Moving the Master of Accounting (MAcc) program online in 2018 didn’t magically rejuvenate it to where it is today, with some 40 students enrolled from across the country and beyond. The faculty also had to radically rethink how it taught.
“A lot of universities that were forced to pivot to online during the pandemic have learned how hard that is,” said Dr. Amelia Annette Baldwin, professor of accounting and director of the MAcc program.
“The teaching is very different. It takes different skills and different preparation for online teaching to do it well. We’ve been committed to that.”
The MAcc program generally attracts accountants who want to enhance their skills and advance their careers. Elizabeth Rivera Vega fits into that category. She’s an accountant at the University of South Alabama College of Nursing. “I just thought it would be beneficial,” she said, “not just to myself but also to help me serve in my current position here at the college.”
Others with degrees in other fields use the MAcc program as a vehicle to switch to accounting. They need nine prerequisite courses, but those with business degrees have probably already taken at least some of them.
Completing the program also makes most students eligible to sit for the certified public accountant exam in Alabama.
Full-time students can zip through the curriculum in a year. Most MAcc enrollees work, so finishing in two years (or more) is common.
Baldwin said there’s no “typical” student. Some are employed in Mobile or elsewhere in Alabama, in business or government. Others are scattered across the country. One works for a lumber company in Canada. Some are military veterans. At least one is on active duty with the Air Force. About two-thirds are female. About a third are members of underrepresented minority groups. Ages range from 20s to 50s.

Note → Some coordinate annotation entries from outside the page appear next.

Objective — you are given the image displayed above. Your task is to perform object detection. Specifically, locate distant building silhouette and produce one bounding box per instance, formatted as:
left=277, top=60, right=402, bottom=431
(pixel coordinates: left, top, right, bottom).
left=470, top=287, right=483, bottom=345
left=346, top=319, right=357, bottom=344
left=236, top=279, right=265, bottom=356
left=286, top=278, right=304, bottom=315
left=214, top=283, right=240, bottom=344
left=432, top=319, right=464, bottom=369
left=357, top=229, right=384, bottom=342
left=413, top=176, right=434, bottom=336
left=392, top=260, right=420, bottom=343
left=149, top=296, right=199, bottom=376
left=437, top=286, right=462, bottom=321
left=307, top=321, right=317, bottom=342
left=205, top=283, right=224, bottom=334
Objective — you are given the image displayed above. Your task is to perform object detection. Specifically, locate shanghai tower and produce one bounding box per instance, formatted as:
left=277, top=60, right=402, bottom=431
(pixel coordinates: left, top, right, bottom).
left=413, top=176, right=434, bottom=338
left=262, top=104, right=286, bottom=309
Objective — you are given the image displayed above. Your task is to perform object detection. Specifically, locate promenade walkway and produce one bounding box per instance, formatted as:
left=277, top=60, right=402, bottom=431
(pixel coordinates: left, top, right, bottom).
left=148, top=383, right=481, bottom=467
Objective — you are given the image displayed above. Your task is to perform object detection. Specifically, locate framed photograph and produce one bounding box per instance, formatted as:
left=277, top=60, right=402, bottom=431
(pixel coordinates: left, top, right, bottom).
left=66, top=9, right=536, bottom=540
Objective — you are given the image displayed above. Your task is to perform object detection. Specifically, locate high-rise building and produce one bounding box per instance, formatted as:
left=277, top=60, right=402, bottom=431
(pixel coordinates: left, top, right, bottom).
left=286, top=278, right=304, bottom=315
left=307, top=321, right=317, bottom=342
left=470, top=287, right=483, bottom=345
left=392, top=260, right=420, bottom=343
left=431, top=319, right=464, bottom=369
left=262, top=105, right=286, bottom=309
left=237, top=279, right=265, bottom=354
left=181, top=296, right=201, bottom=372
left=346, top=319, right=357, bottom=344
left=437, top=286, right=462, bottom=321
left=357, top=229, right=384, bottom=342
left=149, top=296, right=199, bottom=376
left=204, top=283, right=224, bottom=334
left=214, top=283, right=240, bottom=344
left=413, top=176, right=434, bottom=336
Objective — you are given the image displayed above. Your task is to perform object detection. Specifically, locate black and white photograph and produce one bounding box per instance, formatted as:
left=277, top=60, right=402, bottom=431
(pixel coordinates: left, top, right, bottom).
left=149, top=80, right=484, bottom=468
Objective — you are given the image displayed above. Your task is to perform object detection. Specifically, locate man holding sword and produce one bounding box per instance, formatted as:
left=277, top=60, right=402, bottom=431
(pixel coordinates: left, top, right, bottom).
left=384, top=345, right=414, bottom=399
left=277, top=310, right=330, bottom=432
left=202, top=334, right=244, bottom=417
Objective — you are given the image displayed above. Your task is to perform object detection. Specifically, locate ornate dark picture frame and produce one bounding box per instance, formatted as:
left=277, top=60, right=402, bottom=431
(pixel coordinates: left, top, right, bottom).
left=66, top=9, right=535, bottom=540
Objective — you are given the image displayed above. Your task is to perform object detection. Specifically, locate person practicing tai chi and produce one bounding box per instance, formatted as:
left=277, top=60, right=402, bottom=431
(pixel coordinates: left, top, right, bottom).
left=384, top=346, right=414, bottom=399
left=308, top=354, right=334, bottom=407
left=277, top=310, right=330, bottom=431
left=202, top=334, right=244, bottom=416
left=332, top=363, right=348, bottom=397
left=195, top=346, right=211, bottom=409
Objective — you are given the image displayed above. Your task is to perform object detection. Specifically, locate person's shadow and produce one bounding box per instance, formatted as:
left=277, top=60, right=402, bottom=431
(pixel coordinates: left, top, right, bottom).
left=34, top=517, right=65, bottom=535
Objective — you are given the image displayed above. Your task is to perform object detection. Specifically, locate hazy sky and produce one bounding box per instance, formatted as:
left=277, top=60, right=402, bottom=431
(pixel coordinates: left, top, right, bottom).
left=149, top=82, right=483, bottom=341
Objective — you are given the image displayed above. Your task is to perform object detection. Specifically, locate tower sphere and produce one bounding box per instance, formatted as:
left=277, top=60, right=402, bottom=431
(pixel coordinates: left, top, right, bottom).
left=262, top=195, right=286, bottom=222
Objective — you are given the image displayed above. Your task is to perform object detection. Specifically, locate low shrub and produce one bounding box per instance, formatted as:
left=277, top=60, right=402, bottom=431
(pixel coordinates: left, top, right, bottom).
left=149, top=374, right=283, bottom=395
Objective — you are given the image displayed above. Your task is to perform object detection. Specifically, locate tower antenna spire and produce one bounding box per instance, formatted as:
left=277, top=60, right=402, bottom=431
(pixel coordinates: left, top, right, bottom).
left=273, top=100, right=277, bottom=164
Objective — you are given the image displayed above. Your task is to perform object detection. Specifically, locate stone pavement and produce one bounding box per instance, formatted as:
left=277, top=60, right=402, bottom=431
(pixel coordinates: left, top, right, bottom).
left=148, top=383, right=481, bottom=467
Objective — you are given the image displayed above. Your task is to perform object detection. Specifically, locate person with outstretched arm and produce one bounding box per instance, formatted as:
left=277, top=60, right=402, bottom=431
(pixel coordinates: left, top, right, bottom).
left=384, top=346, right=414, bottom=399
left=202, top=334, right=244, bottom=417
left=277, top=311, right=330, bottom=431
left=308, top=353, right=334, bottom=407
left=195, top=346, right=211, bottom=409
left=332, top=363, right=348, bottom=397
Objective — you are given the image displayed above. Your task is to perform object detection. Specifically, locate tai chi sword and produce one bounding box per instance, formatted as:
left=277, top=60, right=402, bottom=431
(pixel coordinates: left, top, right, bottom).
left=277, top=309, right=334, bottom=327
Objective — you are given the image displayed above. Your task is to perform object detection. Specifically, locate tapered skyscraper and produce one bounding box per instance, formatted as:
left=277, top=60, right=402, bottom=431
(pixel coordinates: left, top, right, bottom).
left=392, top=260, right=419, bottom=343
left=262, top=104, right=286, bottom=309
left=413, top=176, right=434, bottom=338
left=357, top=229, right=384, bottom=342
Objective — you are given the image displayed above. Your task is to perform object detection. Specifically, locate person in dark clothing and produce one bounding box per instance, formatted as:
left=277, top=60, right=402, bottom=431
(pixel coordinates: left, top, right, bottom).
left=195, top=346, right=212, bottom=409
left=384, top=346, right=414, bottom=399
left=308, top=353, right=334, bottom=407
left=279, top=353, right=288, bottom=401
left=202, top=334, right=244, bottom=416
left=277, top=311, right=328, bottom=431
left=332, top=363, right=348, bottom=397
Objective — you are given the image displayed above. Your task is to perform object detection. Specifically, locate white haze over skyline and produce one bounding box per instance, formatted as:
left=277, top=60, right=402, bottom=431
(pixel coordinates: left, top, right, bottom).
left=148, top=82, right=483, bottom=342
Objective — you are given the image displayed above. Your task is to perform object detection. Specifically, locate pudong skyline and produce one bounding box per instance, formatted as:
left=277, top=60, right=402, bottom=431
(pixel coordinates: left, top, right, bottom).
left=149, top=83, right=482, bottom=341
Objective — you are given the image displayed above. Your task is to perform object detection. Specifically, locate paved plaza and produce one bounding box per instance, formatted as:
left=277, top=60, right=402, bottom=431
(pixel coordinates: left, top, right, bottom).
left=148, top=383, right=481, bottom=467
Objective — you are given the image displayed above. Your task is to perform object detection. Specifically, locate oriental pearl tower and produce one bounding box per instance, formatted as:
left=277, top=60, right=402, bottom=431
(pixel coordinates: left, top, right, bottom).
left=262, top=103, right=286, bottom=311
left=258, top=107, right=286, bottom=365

Dyamyn Johnson-Fielder lives in Mobile and works in the accounting department of The Mitchell Company, a local real estate developer and manager. Obviously, she could attend in-person classes at South. She prefers online learning.

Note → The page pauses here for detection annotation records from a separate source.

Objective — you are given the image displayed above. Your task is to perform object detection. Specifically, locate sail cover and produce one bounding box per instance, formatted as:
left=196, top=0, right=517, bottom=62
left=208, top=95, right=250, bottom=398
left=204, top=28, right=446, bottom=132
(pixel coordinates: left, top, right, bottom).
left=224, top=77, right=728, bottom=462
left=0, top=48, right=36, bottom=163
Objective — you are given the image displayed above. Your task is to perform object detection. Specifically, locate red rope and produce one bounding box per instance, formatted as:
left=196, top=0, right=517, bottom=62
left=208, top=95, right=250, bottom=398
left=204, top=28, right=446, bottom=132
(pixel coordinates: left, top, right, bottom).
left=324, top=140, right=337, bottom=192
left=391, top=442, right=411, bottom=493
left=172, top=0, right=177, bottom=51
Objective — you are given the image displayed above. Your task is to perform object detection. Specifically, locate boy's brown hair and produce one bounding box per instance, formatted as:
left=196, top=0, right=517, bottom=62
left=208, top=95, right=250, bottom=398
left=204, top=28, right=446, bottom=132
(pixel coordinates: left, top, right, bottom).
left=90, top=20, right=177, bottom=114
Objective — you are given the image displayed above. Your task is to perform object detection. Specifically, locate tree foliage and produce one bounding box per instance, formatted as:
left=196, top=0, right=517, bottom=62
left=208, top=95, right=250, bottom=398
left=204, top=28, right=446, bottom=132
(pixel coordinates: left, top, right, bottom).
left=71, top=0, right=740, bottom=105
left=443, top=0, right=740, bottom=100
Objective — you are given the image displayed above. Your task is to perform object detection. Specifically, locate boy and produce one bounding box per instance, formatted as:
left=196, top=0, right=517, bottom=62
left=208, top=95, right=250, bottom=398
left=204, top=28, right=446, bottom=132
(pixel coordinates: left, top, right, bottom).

She plans to get a doctorate and eventually teach accounting at the college level. So she’s using her MAcc courses to pick up ideas for instructional techniques. She likes one professor’s old-school requirement that homework must be handwritten.
“Even if you’re answering questions right from the book,” Johnson-Fielder said, “when you have to handwrite your answers, you’re processing at least some of it.”
Students stay on pace with course schedules by completing assignments by certain deadlines. Some professors record video lectures, often speaking over PowerPoint presentations. Others assign tasks from textbooks or other sources. Sometimes, students work together on group projects.
“We used to teach these courses at night, one night a week, three hours straight,” Baldwin said. “Doing the same thing online is just not going to happen. Our lives aren’t like that. And learning isn’t best like that.
“So you have to deliver the material in many more pieces that are small and encapsulated and focused. Then you have to provide in between those pieces ways for them to practice or to interact with one another on a topic.”
Students can get help from their peers through online discussion groups. Professors are available for questions or clarifications almost anytime.
“The professors are an email away,” said Rivera. “And if you need to meet through Zoom, you can do that too.”
Both she and Johnson-Fielder said they missed the personal touch of in-room classes but loved the convenience of fitting the courses to their schedules.
“You still get the same education as if you were in person,” Rivera said. “Some things are a bit different, but as far as what you learn, it’s still there.”